General Sir James Shaw Kennedy, KCB (13 October 1788 – 30 May 1865) was a British soldier and military writer.

Shaw Kennedy was the son of Captain John Shaw, a former captain in the 76th Highlanders, of Dalton, Kirkcudbrightshire. He was educated at Ayr Academy. He was commissioned into the 43rd (Monmouthshire) Light Infantry in 1805 joining the regiment at Hythe, Kent where it was training under Sir John Moore. He first saw service in the Copenhagen Expedition of 1807 as a lieutenant, and under Sir David Baird took part in the Corunna Campaign. In the retreat from Corunna, led by Sir John Moore, Shaw and the 43rd fought with the rearguard to the army. On his return to England he suffered from a severe fever from which he never fully recovered. In May 1809, Shaw returned to the Peninsula with the 43rd and took part in the 250-mile march from Lisbon to Talavera where he became adjutant of his now famous regiment at the Battle of Talavera.
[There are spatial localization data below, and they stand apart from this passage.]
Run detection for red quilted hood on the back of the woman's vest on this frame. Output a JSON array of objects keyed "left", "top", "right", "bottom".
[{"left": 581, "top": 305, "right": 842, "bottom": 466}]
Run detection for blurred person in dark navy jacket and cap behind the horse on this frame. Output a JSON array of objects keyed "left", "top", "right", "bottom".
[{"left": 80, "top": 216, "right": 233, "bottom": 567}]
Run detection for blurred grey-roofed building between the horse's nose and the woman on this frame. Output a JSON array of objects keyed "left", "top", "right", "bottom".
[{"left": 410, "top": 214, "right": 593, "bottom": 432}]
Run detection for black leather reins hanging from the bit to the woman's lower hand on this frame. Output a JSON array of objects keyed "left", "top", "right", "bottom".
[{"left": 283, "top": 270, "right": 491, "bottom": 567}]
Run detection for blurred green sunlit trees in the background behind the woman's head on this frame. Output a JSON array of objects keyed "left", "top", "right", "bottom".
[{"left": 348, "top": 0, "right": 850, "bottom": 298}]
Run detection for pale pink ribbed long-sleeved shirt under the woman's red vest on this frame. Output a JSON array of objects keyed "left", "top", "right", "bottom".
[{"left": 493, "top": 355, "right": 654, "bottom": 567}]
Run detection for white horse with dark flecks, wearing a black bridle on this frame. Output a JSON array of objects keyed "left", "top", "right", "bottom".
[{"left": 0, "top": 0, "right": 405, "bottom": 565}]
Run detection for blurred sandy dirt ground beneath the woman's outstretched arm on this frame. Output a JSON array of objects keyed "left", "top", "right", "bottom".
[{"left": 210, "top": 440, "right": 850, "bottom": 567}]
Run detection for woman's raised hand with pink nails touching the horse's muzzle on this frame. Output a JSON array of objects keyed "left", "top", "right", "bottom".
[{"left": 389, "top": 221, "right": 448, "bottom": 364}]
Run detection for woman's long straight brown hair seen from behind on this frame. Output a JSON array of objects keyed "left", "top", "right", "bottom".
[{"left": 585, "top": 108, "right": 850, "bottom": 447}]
As Robert Craufurd's aide-de-camp during 1809 and 1810, Shaw was on the staff of the Light Division at the Coa and the Agueda, and, with William Campbell, prepared and edited the Standing Orders of the Light Division (printed in Home's Précis of Modern Tactics, pp. 257–277). He was wounded at Almeida in 1810, but rejoined Craufurd at the end of 1811 and was with his chief at the siege of Ciudad Rodrigo in January 1812. At the great assault of 19 January, Shaw carried his general, mortally wounded, from the crest of the glacis and later conveyed Wellington's summons to surrender to the French governor. At Badajoz, now once more with the 43rd, he displayed, at the lesser breach, a gallantry which furnished his brother officer William Napier with the theme of one of his most glorious descriptive passages.